Whatever the board said. Whatever the sellers countered. Whatever their hornet’s nest decided to do next.
They had started. They weren’t stopping.
“Okay,” she said, voice steady. “Let’s build a life.”
Chapter 24
Hank sat in the second row of the council chamber, the wooden chair creaking every time he shifted his weight. The room felt too small for the way his chest kept expanding and tightening, like it was trying to be two sizes at once.
Copper Moon’s zoning board looked exactly like every other board he’d ever seen: a long table, nameplates, water pitchers, and stacks of papers. Fluorescent lights hummed overhead. A faded photograph of the harbor hung crooked on the back wall.
Beside him, Bree’s knee bounced once, twice, then stilled when he laid his hand over it. Her fingers twitched around the folder in her lap, the edges softened from being gripped all morning.

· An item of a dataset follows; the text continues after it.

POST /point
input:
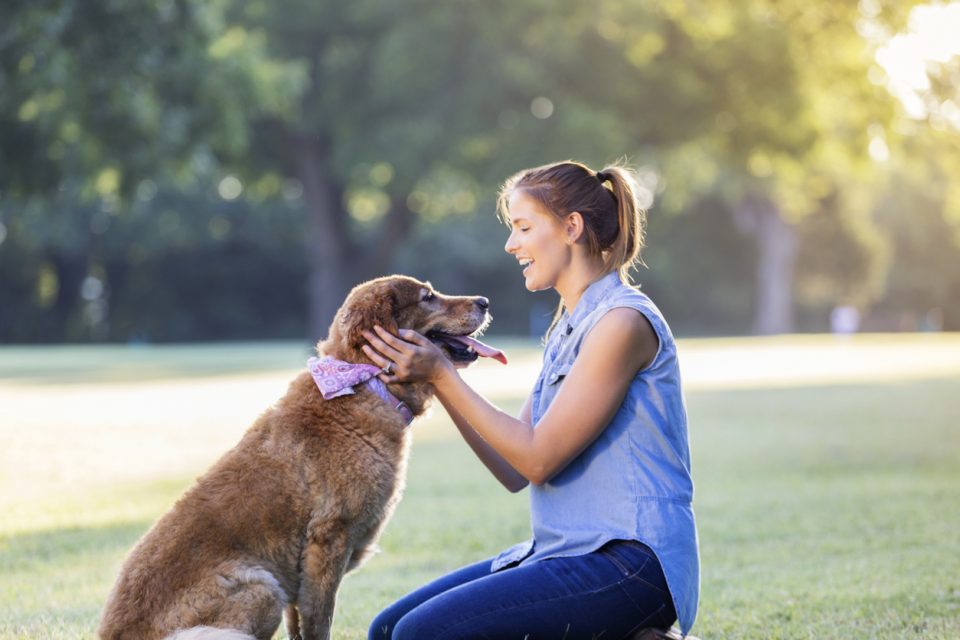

“You’re doing it again,” he murmured.
“Breathing?” she whispered back.
He fought a smile. “Looking like you’re about to bolt.”
Her gaze flicked up to his, brown eyes sharp and scared and stubborn. “I’m not going anywhere,” she said. “You’re stuck with me.”
“Good,” he said. “Because I signed a lot of paperwork based on that assumption.”
She huffed out a quiet laugh, some of the tension in her shoulders easing.
Across the aisle, Liz Harper stood near the end of the board table, conferring with the clerk. She wore her usual mayoral armor: crisp blazer, sensible heels, the kind of calm that made people think rules were a suggestion she’d already considered and adjusted.
Behind them, the chamber was fuller than he’d expected for a weekday afternoon. Lila from the café sat near the back, hands folded over her purse. The marina manager slouched in a corner, arms crossed. The antique shop couple sat together, the husband already taking notes. Jason lounged against the wall near the door, work boots planted wide, hair still dusty from the job site.
Colby and Brian had squeezed into the row behind Hank and Bree. Brian’s knee bumped his chair rhythmically. Colby’s gaze tracked the exits, the sprinkler heads, the wall sconces, all the quiet habits Hank had come to recognize from someone who spent his life thinking about worst-case scenarios.
“You know there’s a fire extinguisher every twenty feet in here, right?” Hank murmured without turning.
“Yeah,” Colby said. “I was just judging them.”
“On what scale?” Brian asked under his breath. “One to raging inferno?”
“One to ‘I’m going to have a chat with whoever did this layout,’” Colby said. “Those exit signs are a mess.”
It should not have been comforting. Somehow, it was.
The chair at the center of the board table scraped back. Elaine Drummond, chair of the zoning board, tapped her microphone.
“All right,” she said. “Let’s call this meeting to order. First item, continuation of application ZB-24-16, special-use permit for mixed commercial at 412 Bay Street. Applicants, Hank James, Colby Landon, Brian Knight, and Aubree Spencer.”
Hank felt Bree’s breath hitch.
“That’s us,” she whispered unnecessarily.
Liz stepped forward. “Madam Chair,” she said. “I’ll be speaking in support of this application, along with several community members. The applicants are here to answer questions.”
Elaine nodded, adjusting her glasses. “We’ve received the updated packet from your office,” she said. “Including letters of support, traffic estimates, and revised floor plans. We’ll start with a summary for the record, then move to public comment.”
The municipal part blurred a little; Liz was laying out the basics in clear, steady language. Existing zoning, proposed use. Machine shop in the rear, art studio, and memorial wall upstairs. Projected hours, parking plan, noise mitigation.
Bree’s hand found Hank’s on her knee. He laced their fingers and rubbed his thumb across her knuckles, more for himself than for her.
“…and in addition to the economic impact, there’s a cultural and emotional component,” Liz was saying. “Ms. Spencer’s proposal for a memorial wall has already drawn interest from families who’ve lost loved ones. You’ll find one such letter at the front of your packets.”